The technology of the future could have a significant impact on the industry, Dunlevy said. Some things on the horizon include longer battery life, hypersonic sensors and the lift capability and autonomy of drones. Existing drones have some autonomous capabilities now in being able to detect and avoid obstacles, but future technologies could allow drones to become largely self-operating and automatic, Dunlevy said.
Keeping up with technology is challenging, although staff enjoy attending industry shows and seeing what’s new.
“That’s one of the things that keep our work exciting,” Dunlevy said. “We all love tech here.”
SkySkopes’ Minot staff consists of three mission pilots, a business developer, chief financial officer and office manager. The forgivable loan is tied to having 15 employees after three years, and the company currently is looking to hire five to eight more pilots/data processors. Pilots understand not just flying the aircraft but how the sensors perform and how to compile that data and deliver it to the end users.
“Having pilots who know every step of the cycle is extremely important,” Dunlevy said, adding that SkySkopes seeks out highly trained staff from the best universities, particularly the University of North Dakota, Embry-Riddle Aeronautical University in Florida and Kansas State University.
Dunlevy said it’s about credibility with end users to have high quality staff.
“When they look to pilots and operators that they trust, they look to SkySkopes because of the educational standards we hold our pilots to,” he said. “We are bringing pilots from all over the country to Minot, and from Minot, they go all over the country.”
SkySkopes does work with its clients outside North Dakota, although the Bakken energy sector is the primary focus of the Minot office.
With North Dakota’s selection last May as one of 10 pilot sites in the nation for testing unmanned aircraft beyond line of sight, Dunlevy sees industry leadership opportunities for North Dakota, and for SkySkopes.
“The lessons that they are learning are putting North Dakota UAS companies in prime positions to essentially commercialize. We are one of them. We expect a lot of the value generated from that to come and gravitate to the city of Minot. It’s a huge advantage in terms of the lessons we can learn, the learning curve we can navigate first,” Dunlevy said.
However, he added, SkySkopes’ track record shows that even line-of-sight operations can compete.
“Even if this new beyond-line-of-sight doesn’t work out, we have a business model that’s poised for success,” he said. The company’s partnerships and educational networks are strong, including its partnership with Minot Area Development Corp., he said.
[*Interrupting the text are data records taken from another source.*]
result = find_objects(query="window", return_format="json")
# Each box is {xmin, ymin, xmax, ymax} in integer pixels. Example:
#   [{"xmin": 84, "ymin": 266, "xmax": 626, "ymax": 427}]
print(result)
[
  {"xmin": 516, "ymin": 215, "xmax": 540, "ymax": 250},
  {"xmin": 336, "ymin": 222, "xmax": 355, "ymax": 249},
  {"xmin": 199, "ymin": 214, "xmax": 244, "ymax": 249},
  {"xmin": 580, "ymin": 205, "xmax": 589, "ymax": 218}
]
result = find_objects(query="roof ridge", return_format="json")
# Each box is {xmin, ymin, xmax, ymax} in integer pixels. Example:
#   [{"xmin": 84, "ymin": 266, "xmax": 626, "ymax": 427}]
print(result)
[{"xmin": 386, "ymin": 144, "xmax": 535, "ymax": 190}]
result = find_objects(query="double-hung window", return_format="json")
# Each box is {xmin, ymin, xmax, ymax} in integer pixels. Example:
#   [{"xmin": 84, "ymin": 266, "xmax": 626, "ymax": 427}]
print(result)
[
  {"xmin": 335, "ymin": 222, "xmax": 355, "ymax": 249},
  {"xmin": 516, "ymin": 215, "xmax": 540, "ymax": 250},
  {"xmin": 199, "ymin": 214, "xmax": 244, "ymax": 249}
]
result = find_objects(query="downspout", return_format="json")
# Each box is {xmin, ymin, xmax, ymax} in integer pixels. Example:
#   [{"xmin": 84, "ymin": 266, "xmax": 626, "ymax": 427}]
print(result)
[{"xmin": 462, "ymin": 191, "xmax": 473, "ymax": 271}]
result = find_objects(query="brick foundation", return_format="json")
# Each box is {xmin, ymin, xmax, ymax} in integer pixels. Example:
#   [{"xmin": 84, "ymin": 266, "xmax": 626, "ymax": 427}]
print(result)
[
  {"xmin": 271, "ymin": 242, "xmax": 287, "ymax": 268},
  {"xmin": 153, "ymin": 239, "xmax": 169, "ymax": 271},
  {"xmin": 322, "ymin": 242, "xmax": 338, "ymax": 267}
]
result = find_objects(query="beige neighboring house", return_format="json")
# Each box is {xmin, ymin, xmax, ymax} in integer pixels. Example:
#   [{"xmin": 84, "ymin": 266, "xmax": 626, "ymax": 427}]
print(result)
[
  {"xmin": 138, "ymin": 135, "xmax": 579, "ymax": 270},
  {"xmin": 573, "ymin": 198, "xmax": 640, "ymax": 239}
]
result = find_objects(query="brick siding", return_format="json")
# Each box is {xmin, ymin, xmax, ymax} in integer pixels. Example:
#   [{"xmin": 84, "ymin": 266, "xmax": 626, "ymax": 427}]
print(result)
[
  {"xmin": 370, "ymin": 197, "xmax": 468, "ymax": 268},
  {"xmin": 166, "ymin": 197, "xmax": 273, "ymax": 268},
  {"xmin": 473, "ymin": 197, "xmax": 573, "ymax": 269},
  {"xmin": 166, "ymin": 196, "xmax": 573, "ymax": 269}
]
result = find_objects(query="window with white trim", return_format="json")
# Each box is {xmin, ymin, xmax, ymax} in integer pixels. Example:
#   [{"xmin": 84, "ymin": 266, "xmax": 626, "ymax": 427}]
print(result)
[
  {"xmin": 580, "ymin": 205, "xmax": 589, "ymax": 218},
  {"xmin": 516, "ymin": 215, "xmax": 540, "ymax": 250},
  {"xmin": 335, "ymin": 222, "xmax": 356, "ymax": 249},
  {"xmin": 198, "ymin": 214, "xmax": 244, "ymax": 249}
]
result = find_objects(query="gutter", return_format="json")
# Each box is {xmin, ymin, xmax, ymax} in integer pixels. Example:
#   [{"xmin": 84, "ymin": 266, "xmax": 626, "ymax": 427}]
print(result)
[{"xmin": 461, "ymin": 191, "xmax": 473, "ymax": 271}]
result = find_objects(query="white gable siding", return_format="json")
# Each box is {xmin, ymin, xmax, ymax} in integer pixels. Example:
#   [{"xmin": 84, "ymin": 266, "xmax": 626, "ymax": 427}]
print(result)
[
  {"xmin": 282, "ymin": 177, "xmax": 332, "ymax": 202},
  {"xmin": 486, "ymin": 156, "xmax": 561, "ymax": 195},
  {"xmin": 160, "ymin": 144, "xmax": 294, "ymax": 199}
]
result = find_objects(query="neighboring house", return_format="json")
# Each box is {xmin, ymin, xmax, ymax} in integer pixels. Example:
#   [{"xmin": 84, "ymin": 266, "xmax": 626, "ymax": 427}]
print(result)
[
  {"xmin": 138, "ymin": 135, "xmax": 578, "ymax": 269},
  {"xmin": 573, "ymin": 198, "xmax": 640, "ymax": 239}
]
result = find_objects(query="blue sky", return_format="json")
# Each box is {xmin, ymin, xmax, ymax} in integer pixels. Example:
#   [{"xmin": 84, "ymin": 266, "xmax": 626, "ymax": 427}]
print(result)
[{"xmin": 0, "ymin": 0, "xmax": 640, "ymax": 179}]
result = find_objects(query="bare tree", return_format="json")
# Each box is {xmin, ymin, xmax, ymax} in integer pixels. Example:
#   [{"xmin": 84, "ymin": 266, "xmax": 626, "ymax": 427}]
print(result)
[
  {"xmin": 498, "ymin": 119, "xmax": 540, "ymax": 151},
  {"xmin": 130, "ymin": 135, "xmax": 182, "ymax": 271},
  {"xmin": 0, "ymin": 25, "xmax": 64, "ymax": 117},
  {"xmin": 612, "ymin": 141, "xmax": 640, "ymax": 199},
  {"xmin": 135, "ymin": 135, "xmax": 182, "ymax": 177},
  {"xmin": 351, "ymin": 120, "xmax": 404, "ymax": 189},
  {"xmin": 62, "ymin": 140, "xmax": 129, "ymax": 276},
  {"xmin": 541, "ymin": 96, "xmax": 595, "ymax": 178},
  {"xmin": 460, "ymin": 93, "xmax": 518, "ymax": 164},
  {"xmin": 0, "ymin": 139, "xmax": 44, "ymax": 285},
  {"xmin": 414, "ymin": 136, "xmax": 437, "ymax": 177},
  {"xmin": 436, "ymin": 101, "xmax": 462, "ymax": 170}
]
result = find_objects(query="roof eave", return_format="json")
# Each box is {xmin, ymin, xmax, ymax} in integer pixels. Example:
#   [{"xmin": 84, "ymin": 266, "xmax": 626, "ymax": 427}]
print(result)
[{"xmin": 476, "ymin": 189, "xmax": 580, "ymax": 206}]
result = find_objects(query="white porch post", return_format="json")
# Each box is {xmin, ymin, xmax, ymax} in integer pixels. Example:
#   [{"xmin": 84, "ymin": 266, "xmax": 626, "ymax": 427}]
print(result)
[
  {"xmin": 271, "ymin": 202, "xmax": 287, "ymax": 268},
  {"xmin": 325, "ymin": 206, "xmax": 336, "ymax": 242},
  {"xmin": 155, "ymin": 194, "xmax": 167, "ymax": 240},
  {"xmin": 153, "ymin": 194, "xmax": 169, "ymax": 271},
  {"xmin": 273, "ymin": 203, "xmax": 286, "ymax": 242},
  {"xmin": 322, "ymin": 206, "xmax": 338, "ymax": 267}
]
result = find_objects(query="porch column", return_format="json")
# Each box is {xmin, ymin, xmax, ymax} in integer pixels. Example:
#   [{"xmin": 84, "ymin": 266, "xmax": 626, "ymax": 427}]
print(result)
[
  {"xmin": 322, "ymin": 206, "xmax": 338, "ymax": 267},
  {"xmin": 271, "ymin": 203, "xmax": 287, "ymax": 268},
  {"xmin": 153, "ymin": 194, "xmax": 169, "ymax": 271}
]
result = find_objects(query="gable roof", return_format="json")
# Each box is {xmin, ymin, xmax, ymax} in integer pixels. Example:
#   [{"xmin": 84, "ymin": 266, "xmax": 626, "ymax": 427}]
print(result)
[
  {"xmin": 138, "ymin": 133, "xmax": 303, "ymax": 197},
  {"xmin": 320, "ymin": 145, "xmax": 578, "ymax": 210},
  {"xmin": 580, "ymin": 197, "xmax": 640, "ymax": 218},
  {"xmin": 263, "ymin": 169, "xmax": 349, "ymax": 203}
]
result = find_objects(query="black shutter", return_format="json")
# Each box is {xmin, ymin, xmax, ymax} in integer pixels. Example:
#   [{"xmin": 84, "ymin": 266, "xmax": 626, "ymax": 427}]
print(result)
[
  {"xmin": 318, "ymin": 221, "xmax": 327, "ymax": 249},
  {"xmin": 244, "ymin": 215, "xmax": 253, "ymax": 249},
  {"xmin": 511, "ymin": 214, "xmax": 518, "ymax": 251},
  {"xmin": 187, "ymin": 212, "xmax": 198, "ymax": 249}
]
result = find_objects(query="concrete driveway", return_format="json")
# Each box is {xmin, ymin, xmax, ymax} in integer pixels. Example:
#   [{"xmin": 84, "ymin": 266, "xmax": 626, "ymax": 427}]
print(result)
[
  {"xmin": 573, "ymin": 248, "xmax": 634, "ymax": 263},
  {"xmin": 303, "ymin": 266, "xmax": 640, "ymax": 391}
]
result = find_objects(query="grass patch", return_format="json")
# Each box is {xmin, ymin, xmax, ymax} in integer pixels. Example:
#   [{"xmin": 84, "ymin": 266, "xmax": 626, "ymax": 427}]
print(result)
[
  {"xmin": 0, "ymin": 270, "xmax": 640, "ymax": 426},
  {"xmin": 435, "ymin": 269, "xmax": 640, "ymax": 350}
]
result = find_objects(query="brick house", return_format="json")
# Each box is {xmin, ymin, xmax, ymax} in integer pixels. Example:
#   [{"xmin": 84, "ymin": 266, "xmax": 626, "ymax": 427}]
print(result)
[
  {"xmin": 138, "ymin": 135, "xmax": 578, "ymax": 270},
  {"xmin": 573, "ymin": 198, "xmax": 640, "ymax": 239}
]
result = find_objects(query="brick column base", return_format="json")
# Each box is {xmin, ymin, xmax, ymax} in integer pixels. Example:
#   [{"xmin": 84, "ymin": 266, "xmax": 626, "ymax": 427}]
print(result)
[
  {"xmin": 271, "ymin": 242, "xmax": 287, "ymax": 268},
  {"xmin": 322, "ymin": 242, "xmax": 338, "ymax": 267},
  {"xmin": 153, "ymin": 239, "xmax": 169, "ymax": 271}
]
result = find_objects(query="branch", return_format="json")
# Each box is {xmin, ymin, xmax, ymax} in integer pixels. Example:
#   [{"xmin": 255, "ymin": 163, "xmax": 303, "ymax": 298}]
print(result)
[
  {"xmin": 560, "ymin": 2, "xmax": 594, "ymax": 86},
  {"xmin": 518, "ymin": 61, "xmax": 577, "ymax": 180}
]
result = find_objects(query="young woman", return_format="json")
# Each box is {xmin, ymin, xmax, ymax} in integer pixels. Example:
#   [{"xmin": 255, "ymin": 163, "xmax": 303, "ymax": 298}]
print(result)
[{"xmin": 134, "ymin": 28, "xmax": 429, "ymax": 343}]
Without MADC President Stephanie Hoffart pushing Minot’s MAGIC Sky Initiative to attract UAS operations, there’s a good chance SkySkopes would never have looked at Minot, Dunlevy said. Now that the company has come, he’s starting to think they couldn’t have made a better choice, he said.
“We can’t thank the community and the general culture in Minot enough. They have definitely made us feel welcome. We feel in a way, with the things that we bring and the national missions we are able to staff from here, we are in a way giving back to the people of Minot,” he said. “It means the world to us to have this location that’s functioning so well because it’s going to serve as a model for future operations.”
SkySkopes has plans to ramp up, to open more branch offices, Dunlevy said. It hopes to be a major player in the UAS industry.
“We are looking to stay on the cutting edge so we can have a hand in designing the industry,” Dunlevy said.